In Singapore, authorities are looking at the feasibility of digging deeper underground to create new space for infrastructure, storage, and utilities. Demand for round-the-clock underground lighting is therefore expected to rise in the future.
Now, engineers from Singapore’s Nanyang Technological University (NTU) have designed a ‘smart’ device to harvest daylight and relay it to underground spaces, reducing the need to draw on traditional energy sources for lighting.
The NTU team drew inspiration from the magnifying glass, which can be used to focus sunlight on one point. The smart device consists of an off-the-shelf acrylic ball, a single plastic optical fiber – a type of cable that carries a beam of light from one end to another – and computer chip-assisted motors. The prototype designed by the team weighs 10 kg and has a total height of 50 cm.
When the acrylic ball was facing toward the sun, it acts as the solar concentrator that focuses the incoming rays of sunlight onto the optical fiber. The focused sunlight is then collected into one end of a fiber cable and transported along with it to the end that is deployed underground. Light is then emitted via the end of the fiber cable directly to a dark space in order to give it light.
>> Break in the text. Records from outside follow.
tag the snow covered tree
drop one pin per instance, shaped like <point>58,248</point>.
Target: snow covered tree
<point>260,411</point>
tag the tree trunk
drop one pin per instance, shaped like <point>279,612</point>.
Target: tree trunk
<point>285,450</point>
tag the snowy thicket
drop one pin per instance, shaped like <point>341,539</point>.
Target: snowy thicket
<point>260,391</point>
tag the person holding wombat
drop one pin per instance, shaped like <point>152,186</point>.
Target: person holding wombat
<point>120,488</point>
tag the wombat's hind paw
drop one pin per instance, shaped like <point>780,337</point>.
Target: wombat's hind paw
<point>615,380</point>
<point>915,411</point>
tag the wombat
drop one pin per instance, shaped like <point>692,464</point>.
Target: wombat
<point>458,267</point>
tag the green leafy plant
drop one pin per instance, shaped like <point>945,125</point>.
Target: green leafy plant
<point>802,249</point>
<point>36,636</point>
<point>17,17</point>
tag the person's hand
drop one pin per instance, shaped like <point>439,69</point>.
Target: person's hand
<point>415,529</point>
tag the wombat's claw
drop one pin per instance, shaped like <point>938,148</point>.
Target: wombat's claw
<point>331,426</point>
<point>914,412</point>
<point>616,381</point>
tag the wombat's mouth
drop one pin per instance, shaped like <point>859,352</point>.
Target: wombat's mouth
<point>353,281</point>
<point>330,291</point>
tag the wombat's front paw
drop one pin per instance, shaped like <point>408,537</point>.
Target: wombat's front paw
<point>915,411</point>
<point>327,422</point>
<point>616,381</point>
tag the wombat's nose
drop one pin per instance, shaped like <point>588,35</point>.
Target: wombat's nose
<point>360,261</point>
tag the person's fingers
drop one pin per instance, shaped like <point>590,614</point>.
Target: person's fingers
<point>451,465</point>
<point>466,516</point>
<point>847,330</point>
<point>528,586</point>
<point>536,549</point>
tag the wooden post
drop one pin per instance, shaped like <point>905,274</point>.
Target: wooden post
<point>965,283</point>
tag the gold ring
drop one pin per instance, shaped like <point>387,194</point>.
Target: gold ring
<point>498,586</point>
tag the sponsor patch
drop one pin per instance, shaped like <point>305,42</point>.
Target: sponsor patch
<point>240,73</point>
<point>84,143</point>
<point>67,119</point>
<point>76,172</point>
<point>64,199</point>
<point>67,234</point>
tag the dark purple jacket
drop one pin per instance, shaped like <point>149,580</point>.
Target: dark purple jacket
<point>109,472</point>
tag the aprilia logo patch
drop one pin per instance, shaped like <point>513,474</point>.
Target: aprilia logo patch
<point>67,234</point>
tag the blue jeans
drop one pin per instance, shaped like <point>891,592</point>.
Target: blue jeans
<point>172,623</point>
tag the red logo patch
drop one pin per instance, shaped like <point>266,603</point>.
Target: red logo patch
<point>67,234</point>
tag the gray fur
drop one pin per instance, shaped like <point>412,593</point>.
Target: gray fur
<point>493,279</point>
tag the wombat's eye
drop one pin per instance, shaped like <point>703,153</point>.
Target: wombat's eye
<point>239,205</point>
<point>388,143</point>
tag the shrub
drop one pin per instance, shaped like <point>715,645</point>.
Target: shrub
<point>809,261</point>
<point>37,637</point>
The ball itself is stationary and surrounded by a transparent polycarbonate dome to protect it from the elements. The engineers inserted a GPS and clock-enabled chip into the ball to adapt the location of the optical fiber throughout the day. This method helps the team ensure that the fiber is always at the back of the ball and is not blocking any sunlight. The platform is tiny, so it is driven by just a couple of low-power electric drives.
The device is lightweight and compact, making it extremely suitable to be incorporated into existing infrastructure in the urban environment, such as on top of a conventional lamp post.
The NTU team tested the smart device in a pitch-black storeroom to simulate an underground environment. They found the device to be more efficient than LED bulbs, with it, for example, being more than two times brighter than commercially available LEDs.
It is hoped that a commercial version of the technology could incorporate a pole-mounted ball, along with an LED bulb beside the light-emitting end of the fiber, which would automatically switch on at sunset.